With the number of ticks being found, we expect the rate of Lyme Disease cases to rise significantly so it's vital for East Enders to protect themselves, their family and their pets by reducing the habitats where ticks like to live:
Ten Tips to Tick Ticks Off
1. Reduce leaf litter, brush and weeds at the edge of the lawn and around the house.
2. Cut grass short and regularly.
3. Restrict use of groundcover, such as pachysandra.
4. Remove brush and leaves around stone walls and wood piles.
5. Where mice play, ticks will stay: Seal stone walls serving as nesting sites and small openings in the house that are entry points.
7. Rake leaves, as needed.
8. Create a tick-safe zone — a sunny, dry area around the home, swing sets, decks and patios — that is free of brush piles.
9. Use wood chips to help keep the buffer zone free of plants and restrict tick migration.

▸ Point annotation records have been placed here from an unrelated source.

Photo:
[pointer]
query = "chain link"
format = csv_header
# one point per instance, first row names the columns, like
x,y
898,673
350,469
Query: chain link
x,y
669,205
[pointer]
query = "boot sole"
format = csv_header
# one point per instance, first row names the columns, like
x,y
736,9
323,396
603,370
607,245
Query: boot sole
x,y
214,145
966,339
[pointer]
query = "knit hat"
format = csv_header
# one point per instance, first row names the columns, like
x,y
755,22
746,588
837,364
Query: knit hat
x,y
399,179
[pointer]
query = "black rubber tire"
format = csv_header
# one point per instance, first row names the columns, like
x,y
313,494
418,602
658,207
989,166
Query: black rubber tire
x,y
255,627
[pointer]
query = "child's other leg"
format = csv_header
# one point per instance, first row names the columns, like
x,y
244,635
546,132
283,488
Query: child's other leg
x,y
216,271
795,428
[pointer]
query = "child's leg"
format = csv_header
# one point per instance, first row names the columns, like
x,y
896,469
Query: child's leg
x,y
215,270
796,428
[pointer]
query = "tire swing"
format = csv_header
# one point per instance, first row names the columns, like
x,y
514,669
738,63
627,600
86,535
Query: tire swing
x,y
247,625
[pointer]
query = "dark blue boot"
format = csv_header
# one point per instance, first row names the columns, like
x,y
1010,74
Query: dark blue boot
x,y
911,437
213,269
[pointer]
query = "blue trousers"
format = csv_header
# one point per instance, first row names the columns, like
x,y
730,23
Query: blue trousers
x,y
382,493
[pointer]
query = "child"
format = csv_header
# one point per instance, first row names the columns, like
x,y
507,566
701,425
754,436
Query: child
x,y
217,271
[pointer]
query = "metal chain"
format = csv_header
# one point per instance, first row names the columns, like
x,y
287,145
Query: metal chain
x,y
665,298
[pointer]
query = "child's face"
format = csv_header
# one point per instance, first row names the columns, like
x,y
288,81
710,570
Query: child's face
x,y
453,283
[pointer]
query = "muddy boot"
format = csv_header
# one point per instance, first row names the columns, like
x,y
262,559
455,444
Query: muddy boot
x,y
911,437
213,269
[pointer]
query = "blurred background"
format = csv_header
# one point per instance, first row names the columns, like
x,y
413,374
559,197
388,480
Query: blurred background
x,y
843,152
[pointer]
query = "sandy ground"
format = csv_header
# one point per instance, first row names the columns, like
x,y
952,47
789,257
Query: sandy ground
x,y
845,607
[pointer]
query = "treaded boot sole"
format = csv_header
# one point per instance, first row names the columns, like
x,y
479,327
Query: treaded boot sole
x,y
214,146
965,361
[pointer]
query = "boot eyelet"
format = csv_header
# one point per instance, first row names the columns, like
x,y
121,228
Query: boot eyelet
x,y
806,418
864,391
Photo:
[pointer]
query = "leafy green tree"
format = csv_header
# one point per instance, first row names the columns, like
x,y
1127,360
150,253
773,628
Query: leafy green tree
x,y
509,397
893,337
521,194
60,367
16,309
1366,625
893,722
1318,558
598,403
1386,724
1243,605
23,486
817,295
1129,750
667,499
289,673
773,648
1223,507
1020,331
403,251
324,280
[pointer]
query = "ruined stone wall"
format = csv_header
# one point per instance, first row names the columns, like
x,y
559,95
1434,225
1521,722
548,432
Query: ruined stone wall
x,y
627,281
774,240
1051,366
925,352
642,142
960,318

10. Trim tree branches to let in more sunlight.
What is Lyme disease?
A bacterial infection caused by an infectious tick bite. Early symptoms include a “bull’s eye” rash, chills, fatigue, headache, muscle pain, and swollen nymph nodes. Untreated infections can lead to serious complications such as arthritis, heart and nervous system disorders, Bell’s palsy, miscarriages, stillborn births, and meningitis.
Additionally, the rate of other threatening tick-related illnesses is expected to increase. Ehrliciosis causes flu-like symptoms including headaches, muscle aches, malaise and high fever with untreated cases leading to central nervous system and organ damage, delirium and death. The malaria-like illness, Babesiosis, can also be fatal with symptoms such as fatigue, appetite loss, fever, drenching sweats, muscle pain and headaches.